Third Sunday of Lent

Monthly Devotion: St. Joseph

Today's Readings

First Reading: Exodus 17:3-7

Responsorial Psalm: Psalm 95

Second Reading: Romans 5:1-2, 5-8

Gospel: John 4:5-42

Read today's readings at USCCB

Reflection

Israel is dying of thirst in the desert and they grumble against Moses: "Why did you ever make us leave Egypt? Was it just to have us die here of thirst?" God tells Moses to strike the rock at Horeb. Water flows. But the place is forever named Massah and Meribah - testing and quarreling - because the people tested God with the question that haunts every desert: "Is the Lord in our midst or not?"

It is the question of every dark night. Every hospital room. Every empty chair at the table. Is the Lord in our midst or not?

Then John gives us the longest one-on-one conversation Jesus has in any Gospel. A Samaritan woman comes to Jacob's well at noon.
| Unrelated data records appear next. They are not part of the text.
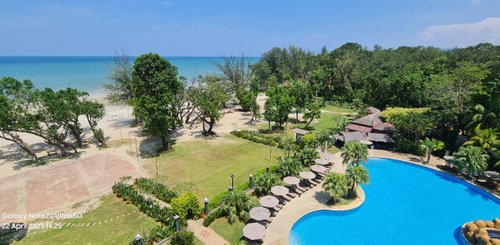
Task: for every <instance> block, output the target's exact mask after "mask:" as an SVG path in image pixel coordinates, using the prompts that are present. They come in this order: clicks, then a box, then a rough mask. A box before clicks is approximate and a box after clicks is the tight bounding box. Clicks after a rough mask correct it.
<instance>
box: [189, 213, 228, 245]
mask: <svg viewBox="0 0 500 245" xmlns="http://www.w3.org/2000/svg"><path fill="white" fill-rule="evenodd" d="M188 230H189V231H192V232H193V233H194V235H195V236H196V238H198V240H200V241H202V242H203V243H204V244H208V245H229V244H231V243H229V242H228V241H226V240H225V239H224V238H223V237H221V236H220V235H219V234H217V233H216V232H215V231H214V230H212V229H210V228H208V227H205V226H203V219H199V220H188Z"/></svg>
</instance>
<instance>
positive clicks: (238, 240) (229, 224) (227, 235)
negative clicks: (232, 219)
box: [210, 218, 245, 244]
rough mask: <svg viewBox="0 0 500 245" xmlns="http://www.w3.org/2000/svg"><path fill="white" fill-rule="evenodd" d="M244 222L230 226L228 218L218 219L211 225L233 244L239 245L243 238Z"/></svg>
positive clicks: (219, 232)
mask: <svg viewBox="0 0 500 245" xmlns="http://www.w3.org/2000/svg"><path fill="white" fill-rule="evenodd" d="M244 226H245V224H244V223H243V222H240V221H238V222H235V223H233V224H229V223H228V222H227V219H226V218H220V219H216V220H215V221H214V222H213V223H212V224H211V225H210V228H212V229H213V230H214V231H215V232H217V233H218V234H219V235H221V236H222V237H224V239H226V240H227V241H228V242H230V243H231V244H239V241H240V239H241V238H242V237H243V227H244Z"/></svg>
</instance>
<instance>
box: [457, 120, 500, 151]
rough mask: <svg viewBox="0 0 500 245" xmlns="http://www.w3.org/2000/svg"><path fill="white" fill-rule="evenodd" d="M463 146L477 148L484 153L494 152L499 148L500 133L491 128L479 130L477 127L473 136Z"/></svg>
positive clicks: (466, 141)
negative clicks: (489, 151)
mask: <svg viewBox="0 0 500 245" xmlns="http://www.w3.org/2000/svg"><path fill="white" fill-rule="evenodd" d="M464 145H466V146H468V145H474V146H479V147H481V148H482V149H483V150H484V151H485V152H489V151H494V150H495V149H497V148H498V147H500V131H499V130H498V129H493V128H487V129H480V128H479V126H478V127H476V128H475V130H474V136H472V137H471V138H470V139H469V140H468V141H466V142H465V143H464Z"/></svg>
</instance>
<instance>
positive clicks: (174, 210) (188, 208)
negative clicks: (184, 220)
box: [171, 192, 200, 220]
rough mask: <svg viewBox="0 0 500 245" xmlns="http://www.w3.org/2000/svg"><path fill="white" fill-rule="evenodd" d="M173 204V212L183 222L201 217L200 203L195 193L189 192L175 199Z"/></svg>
mask: <svg viewBox="0 0 500 245" xmlns="http://www.w3.org/2000/svg"><path fill="white" fill-rule="evenodd" d="M171 204H172V211H173V212H174V213H175V214H177V215H179V217H180V219H182V220H188V219H196V218H198V217H199V216H200V203H199V202H198V197H197V196H196V195H195V194H193V193H190V192H188V193H184V194H182V195H180V196H178V197H175V198H173V199H172V202H171Z"/></svg>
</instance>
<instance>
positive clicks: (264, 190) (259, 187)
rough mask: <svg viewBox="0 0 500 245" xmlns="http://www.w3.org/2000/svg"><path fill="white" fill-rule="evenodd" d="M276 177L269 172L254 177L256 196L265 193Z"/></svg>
mask: <svg viewBox="0 0 500 245" xmlns="http://www.w3.org/2000/svg"><path fill="white" fill-rule="evenodd" d="M277 181H278V179H277V178H276V176H274V175H273V174H271V173H264V174H261V175H259V176H257V177H255V189H254V192H255V194H256V195H257V196H261V195H267V193H269V191H270V190H271V187H273V185H274V184H276V182H277Z"/></svg>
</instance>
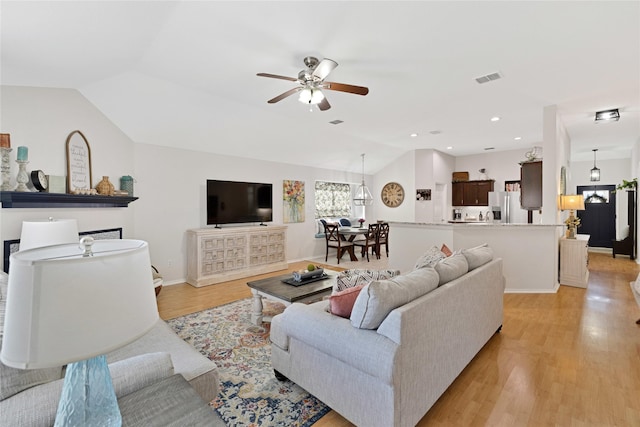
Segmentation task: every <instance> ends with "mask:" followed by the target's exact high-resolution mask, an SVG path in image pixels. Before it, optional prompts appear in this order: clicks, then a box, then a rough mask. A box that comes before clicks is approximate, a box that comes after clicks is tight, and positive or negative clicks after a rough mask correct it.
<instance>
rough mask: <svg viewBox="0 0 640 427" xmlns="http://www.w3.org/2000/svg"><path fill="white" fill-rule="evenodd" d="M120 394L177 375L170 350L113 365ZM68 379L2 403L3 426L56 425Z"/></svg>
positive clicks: (134, 391) (115, 382)
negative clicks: (66, 382) (60, 404)
mask: <svg viewBox="0 0 640 427" xmlns="http://www.w3.org/2000/svg"><path fill="white" fill-rule="evenodd" d="M109 371H110V372H111V378H112V380H113V388H114V390H115V392H116V396H117V397H122V396H125V395H127V394H129V393H133V392H135V391H137V390H139V389H142V388H144V387H147V386H148V385H151V384H153V383H156V382H158V381H160V380H163V379H164V378H167V377H170V376H171V375H173V364H172V363H171V357H170V356H169V354H167V353H150V354H144V355H141V356H136V357H132V358H130V359H125V360H122V361H119V362H114V363H112V364H110V365H109ZM63 382H64V379H59V380H56V381H51V382H49V383H46V384H42V385H39V386H35V387H31V388H28V389H27V390H24V391H23V392H21V393H18V394H16V395H13V396H11V397H9V398H8V399H5V400H3V401H1V402H0V414H2V418H1V419H2V425H5V423H6V425H7V426H25V427H26V426H29V427H35V426H43V427H44V426H46V427H49V426H52V425H53V423H54V420H55V418H56V412H57V410H58V402H60V394H61V393H62V385H63Z"/></svg>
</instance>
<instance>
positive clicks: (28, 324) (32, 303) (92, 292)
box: [0, 237, 158, 426]
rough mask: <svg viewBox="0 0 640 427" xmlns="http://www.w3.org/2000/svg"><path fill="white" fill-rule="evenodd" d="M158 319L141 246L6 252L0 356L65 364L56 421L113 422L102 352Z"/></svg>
mask: <svg viewBox="0 0 640 427" xmlns="http://www.w3.org/2000/svg"><path fill="white" fill-rule="evenodd" d="M157 320H158V309H157V305H156V301H155V294H154V291H153V282H152V278H151V261H150V258H149V248H148V244H147V243H146V242H144V241H140V240H119V239H114V240H98V241H95V242H94V241H93V238H91V237H83V238H82V240H81V241H80V246H78V244H77V243H76V244H65V245H54V246H46V247H40V248H34V249H27V250H21V251H18V252H15V253H14V254H12V255H11V259H10V265H9V283H8V292H7V308H6V316H5V327H4V328H5V329H4V339H3V344H2V351H1V352H0V360H2V363H4V364H5V365H7V366H11V367H13V368H18V369H36V368H48V367H55V366H62V365H65V364H67V363H68V366H67V370H66V374H65V378H64V384H63V388H62V394H61V397H60V403H59V405H58V411H57V414H56V422H55V425H56V426H98V425H99V426H120V425H121V424H122V417H121V415H120V410H119V408H118V403H117V400H116V396H115V392H114V390H113V383H112V381H111V375H110V373H109V368H108V366H107V362H106V357H105V356H104V354H105V353H108V352H110V351H112V350H115V349H117V348H119V347H122V346H124V345H126V344H128V343H130V342H132V341H134V340H136V339H137V338H139V337H140V336H142V335H144V334H145V333H146V332H147V331H149V330H150V329H151V328H152V327H153V326H154V324H155V323H156V322H157Z"/></svg>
Everything about this encounter is wrong by the conventions of the day - wrong ethnicity, wrong gender, wrong hour, wrong history. She has had five husbands and the man she's with now is not her husband. She comes at noon because she comes alone. She comes alone because her story has made her an outcast.

Jesus asks her for a drink. The God of the universe opens a conversation by making himself vulnerable. He who could command water from rock asks a Samaritan woman for a cup.

Then he offers her what she didn't know she needed: living water. Not the water you draw and drink and thirst again. Water that becomes a spring inside you, welling up to eternal life. She doesn't understand yet. But she stays. And Jesus reveals that he knows everything about her - not to shame her, but to show her she is fully known and still wanted.

"I am he," Jesus says. The Messiah. Told not to a priest or a scholar or a crowd - to a Samaritan woman with a complicated past, sitting alone at a well.

She leaves her water jar. That detail matters. She came for water and left without it because she found something the jar couldn't hold. She runs to the town and says: "Come see a man who told me everything I have done." Her shame becomes her testimony.

In the evening of life, you know thirst. The thirsts of youth - for success, for love, for recognition - have given way to deeper ones. You thirst for meaning in suffering. For assurance that a lifetime of faith was not wasted. For the presence of God in the silence that grows louder as the years pass. You thirst, and sometimes you grumble like Israel: is the Lord in our midst or not?

Jesus sits at the well and waits for you. He already knows your story. He is not scandalized. He does not need you to rehearse your failures. He offers living water - the kind that doesn't run out, that becomes a spring inside you even when the desert stretches in every direction.

Leave your jar. What you came for is not what you need. What you need is the one who is already sitting there, waiting.

The Rosary Today

The Glorious Mysteries - In the Descent of the Holy Spirit, living water is poured out on the Church. Tonight, pray one decade asking for a fresh outpouring of that same Spirit on your thirsty heart.

Prayer of the Faithful

For the Elect preparing for Baptism at Easter - that the living water of Christ would satisfy their deepest thirst and make them springs of life for others. We pray to the Lord.

For the Church, that she would go to the wells where people are thirsty and alone - not waiting for them to come to her, but meeting them where they are. We pray to the Lord.

For those who are asking "Is the Lord in our midst?" - in suffering, in loneliness, in the silence of old age: that the God who struck the rock would open a spring in their desert. We pray to the Lord.

For the faithful departed - that the living water Christ promised would sustain them in eternal life, where thirst is no more. We pray to the Lord.

Something to Do

What are you still thirsting for? Name it honestly before God tonight. Not what you think you should say - what you actually need. Then sit with the one who already knows and is not scandalized.

“If today you hear his voice, harden not your hearts.”